1.はじめに
経済産業省では行政のデジタル・トランスフォーメーション(DX)を掲げ、2017年から取組を進めてきた。先日の2019年5月23日に国会でデジタル手続法が成立したが、次世代のデジタルインフラを整備するためには、行政の組織のあり方やサービス開発の仕方自体を変えていかなければならない。これは縦割りの行政組織やユーザー視点の欠けた公務員の姿勢自体を変革することでもある。我々もまだデジタル化に向けた第1歩を踏み出したところではあるが、これまでの取組で得られた学びや、課題などについて共有したい。

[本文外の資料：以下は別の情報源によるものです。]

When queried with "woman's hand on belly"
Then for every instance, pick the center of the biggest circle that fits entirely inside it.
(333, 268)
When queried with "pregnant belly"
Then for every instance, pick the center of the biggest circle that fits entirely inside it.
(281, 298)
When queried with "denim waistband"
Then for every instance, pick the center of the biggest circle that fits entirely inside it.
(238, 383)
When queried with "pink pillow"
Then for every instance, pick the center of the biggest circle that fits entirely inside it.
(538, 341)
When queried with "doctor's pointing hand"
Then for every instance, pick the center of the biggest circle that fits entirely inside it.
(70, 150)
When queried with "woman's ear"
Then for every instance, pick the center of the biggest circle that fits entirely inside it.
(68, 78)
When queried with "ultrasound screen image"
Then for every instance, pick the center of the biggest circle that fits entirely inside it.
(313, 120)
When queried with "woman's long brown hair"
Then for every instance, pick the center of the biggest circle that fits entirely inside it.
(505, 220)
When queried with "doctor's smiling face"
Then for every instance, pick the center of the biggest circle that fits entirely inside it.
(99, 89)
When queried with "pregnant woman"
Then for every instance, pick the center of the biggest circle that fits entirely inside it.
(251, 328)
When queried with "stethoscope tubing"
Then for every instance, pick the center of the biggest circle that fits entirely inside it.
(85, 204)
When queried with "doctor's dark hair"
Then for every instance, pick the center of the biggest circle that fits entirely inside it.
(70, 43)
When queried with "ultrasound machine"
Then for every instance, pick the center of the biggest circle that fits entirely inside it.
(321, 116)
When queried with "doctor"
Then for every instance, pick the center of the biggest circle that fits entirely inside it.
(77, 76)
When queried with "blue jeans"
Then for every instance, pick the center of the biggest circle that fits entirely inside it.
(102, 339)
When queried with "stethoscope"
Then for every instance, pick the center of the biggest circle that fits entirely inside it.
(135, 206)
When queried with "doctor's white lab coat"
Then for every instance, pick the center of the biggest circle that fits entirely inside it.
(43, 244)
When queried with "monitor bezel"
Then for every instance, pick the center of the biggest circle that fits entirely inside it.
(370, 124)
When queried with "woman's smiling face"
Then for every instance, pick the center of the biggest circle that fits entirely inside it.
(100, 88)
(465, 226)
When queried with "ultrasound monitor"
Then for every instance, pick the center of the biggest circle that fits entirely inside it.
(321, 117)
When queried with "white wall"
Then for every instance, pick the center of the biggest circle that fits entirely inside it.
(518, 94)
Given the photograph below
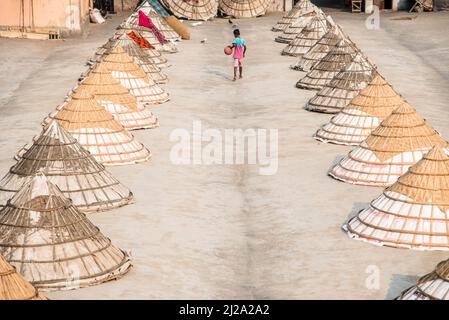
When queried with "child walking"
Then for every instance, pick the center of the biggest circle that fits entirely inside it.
(239, 46)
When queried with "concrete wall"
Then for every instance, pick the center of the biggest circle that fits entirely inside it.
(65, 16)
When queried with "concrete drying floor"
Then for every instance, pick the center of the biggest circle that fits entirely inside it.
(205, 232)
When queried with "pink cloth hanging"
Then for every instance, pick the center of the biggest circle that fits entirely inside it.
(145, 21)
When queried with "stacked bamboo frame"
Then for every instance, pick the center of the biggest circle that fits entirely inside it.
(400, 141)
(53, 244)
(193, 9)
(364, 114)
(157, 20)
(308, 37)
(117, 100)
(168, 47)
(299, 9)
(244, 8)
(433, 286)
(292, 31)
(152, 56)
(312, 57)
(335, 61)
(344, 87)
(129, 74)
(69, 166)
(97, 131)
(413, 212)
(13, 286)
(148, 61)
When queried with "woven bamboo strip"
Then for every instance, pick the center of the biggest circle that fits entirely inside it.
(52, 244)
(121, 38)
(69, 166)
(299, 9)
(243, 8)
(413, 212)
(335, 61)
(364, 114)
(123, 68)
(117, 100)
(98, 132)
(344, 87)
(308, 37)
(14, 286)
(433, 286)
(296, 27)
(328, 42)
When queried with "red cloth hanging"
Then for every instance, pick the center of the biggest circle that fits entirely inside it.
(145, 21)
(140, 41)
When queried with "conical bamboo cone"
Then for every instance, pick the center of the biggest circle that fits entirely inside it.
(433, 286)
(193, 9)
(117, 100)
(98, 132)
(148, 34)
(157, 20)
(413, 212)
(300, 8)
(364, 114)
(344, 87)
(337, 59)
(308, 37)
(295, 28)
(123, 68)
(312, 57)
(244, 8)
(13, 286)
(66, 164)
(400, 141)
(54, 245)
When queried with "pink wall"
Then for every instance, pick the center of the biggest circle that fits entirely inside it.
(36, 15)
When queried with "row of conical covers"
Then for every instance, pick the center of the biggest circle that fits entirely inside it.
(46, 240)
(395, 147)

2.経済産業省で目指すもの~ユーザーの利便性向上と職員の生産性向上~
筆者は現職に就く前にシンガポール、アメリカに留学していたが、海外の政府では行政デジタル化の取組が大きく進んでいることを目の当たりにした。シンガポールでは国を挙げたスマート・ネーション・イニシアティブが掲げられており、首相府の直下にGovTechという行政デジタルサービスの独立組織が設置されている。彼らは政府全体のデジタルアーキテクチャーの整備や、行政サービスをエンジニア、デザイナー、プロダクトマネージャーなどで構成される内製化チームを抱えてアジャイルに開発を進めるなど凄まじい勢いで行政のITサービス化を進めている。